Assisted airflow electrospinning or electroblowing uses a curtain of blowing air around the electrospinning nozzle tip to facilitate jet initiation and stretching of the jet. This reduces the voltage required for electrospinning and also helps to direct the electrospinning jet. When used with near field electrospinning, this increases the precision and accuracy of the fiber deposition. However, unlike most near field electrospinning setup, the distance between the nozzle tip and collector cannot be too close or there will be air turbulence from the blowing air bouncing off the solid substrate. Jiang et al (2018) showed that the optimum distance for assisted airflow near field electrospinning was 2 mm for polyethylene oxide (PEO) solution.
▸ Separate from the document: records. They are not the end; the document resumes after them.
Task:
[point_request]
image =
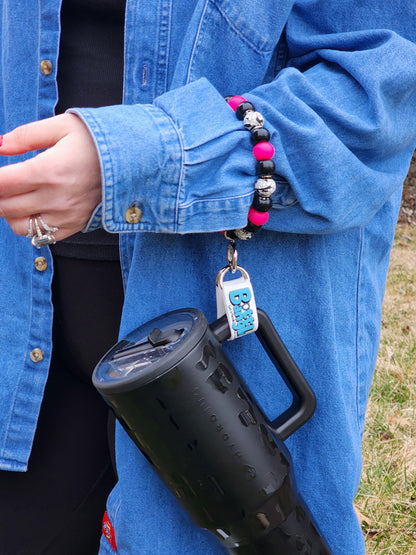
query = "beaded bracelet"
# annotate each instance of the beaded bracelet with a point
(263, 152)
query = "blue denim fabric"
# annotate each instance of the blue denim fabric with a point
(336, 82)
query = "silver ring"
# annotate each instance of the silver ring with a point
(44, 232)
(30, 232)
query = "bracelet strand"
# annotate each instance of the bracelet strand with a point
(263, 152)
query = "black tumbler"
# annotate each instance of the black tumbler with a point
(178, 396)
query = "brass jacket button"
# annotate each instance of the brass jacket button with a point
(36, 355)
(41, 264)
(133, 215)
(46, 67)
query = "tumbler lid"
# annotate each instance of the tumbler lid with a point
(149, 351)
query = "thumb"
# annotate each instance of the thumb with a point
(36, 135)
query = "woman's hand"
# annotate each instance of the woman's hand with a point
(62, 183)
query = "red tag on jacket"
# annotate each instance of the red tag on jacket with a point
(108, 531)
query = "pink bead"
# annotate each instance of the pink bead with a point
(235, 101)
(256, 217)
(263, 151)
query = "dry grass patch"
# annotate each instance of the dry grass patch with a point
(386, 501)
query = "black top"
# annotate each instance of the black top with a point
(90, 74)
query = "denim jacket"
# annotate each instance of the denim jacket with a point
(336, 84)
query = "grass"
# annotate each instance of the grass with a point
(386, 500)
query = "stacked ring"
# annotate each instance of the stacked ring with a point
(263, 152)
(43, 233)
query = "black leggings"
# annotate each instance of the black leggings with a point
(56, 507)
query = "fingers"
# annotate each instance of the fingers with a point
(62, 182)
(36, 135)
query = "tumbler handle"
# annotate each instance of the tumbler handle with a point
(304, 401)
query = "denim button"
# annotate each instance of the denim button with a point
(36, 355)
(133, 215)
(41, 264)
(46, 67)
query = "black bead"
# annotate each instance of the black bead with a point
(262, 204)
(259, 135)
(252, 228)
(243, 108)
(229, 234)
(265, 167)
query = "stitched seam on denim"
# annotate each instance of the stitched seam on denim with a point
(215, 200)
(357, 338)
(196, 43)
(238, 32)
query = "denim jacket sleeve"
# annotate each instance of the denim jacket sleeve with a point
(341, 114)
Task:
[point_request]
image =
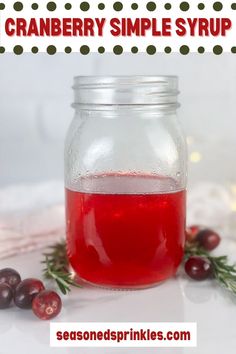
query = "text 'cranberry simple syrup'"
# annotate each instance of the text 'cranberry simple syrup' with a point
(125, 181)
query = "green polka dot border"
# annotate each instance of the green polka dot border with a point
(118, 50)
(119, 6)
(51, 50)
(184, 50)
(51, 6)
(18, 6)
(18, 49)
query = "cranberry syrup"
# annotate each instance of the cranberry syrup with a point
(120, 238)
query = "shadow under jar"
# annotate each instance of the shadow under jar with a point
(125, 179)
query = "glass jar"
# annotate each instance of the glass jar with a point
(125, 179)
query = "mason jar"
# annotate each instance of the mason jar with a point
(125, 180)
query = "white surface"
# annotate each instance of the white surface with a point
(36, 94)
(178, 299)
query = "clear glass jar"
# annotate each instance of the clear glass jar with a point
(125, 179)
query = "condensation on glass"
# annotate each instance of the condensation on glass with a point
(125, 180)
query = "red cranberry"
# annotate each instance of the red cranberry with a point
(10, 276)
(46, 305)
(208, 239)
(198, 268)
(6, 295)
(191, 232)
(26, 291)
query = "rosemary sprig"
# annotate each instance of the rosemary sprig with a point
(57, 267)
(224, 273)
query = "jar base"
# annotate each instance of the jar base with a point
(121, 287)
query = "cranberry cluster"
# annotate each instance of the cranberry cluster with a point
(199, 267)
(28, 293)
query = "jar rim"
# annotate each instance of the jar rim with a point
(126, 90)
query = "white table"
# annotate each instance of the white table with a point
(175, 300)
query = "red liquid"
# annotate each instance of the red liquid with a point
(121, 239)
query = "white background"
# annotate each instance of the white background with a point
(36, 94)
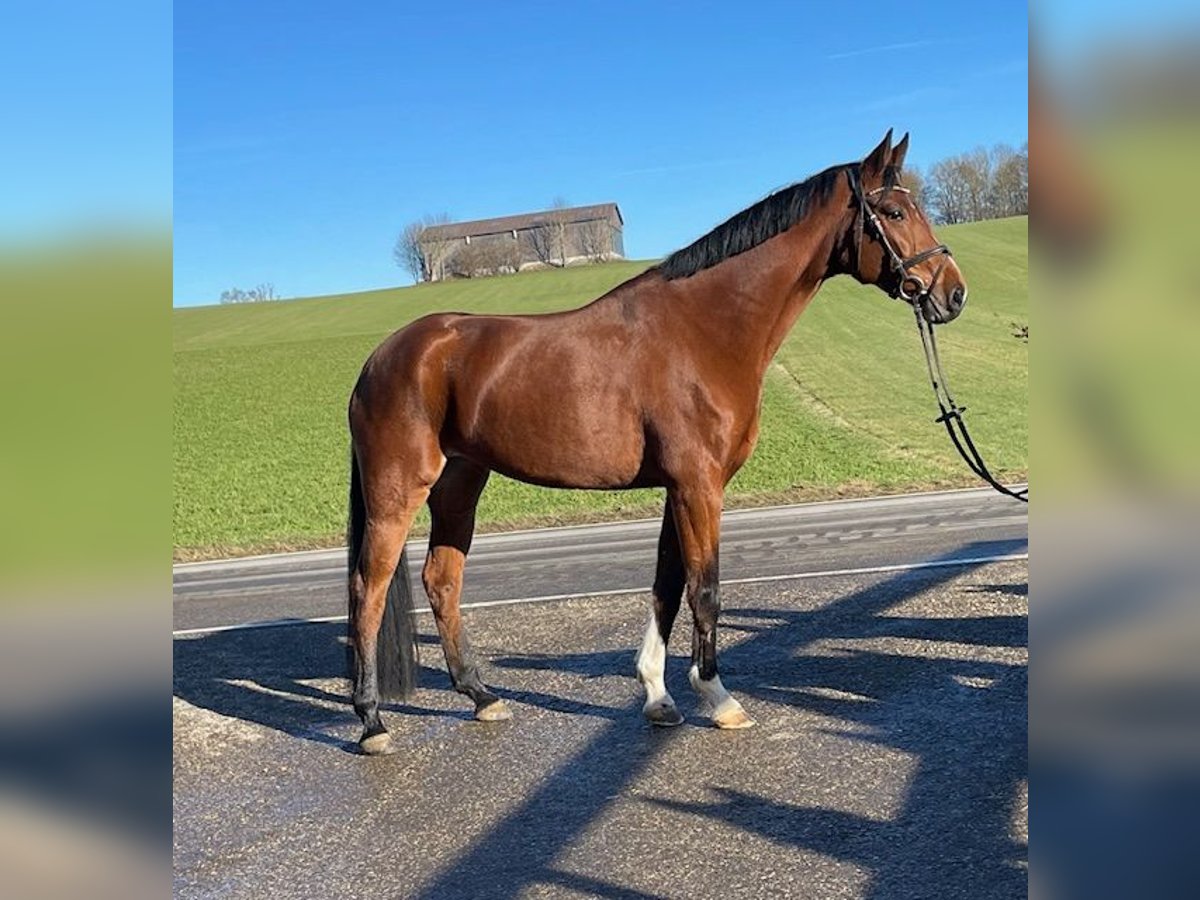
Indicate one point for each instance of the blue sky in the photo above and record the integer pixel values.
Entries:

Both precision and accuracy were improved with assisted airflow. When combined with optimised collector velocity, positioning errors of less than 5% has been printed for complex patterns.

Other Variations

Some researchers have used other unique materials and devices to create near field electrospinning. Coppola et al (2020) constructed an alternative form of near-field electrospinning, named, pyro-electrohydrodynamic tethered electrospinning. In their setup, a pyroelectric material, lithium niobate (LN) crystal plate was used to generate the electric field. This LN crystal plate was placed behind a glass microslide collector. A small drop of poly(lactic-co-glycolic acid) (PLGA) solution was placed at a distance of less than 1 mm from the crystal plate. Heating of the lithium niobate (LN) crystal plate generates charges and at sufficiently high voltage, a single stable electrospinning jet would erupt from the PLGA solution droplet. The target collector would move as the fiber deposited on it to form the desired structure. The resultant fiber has a diameter between 10 µm < d < 30?µm. The precision of the fiber deposition is such that the multiple layers of fibers can be stacked on top of one another. A wall made of 10 fiber layers was constructed with good superimposition and homogenous stacking, no spaces or defects.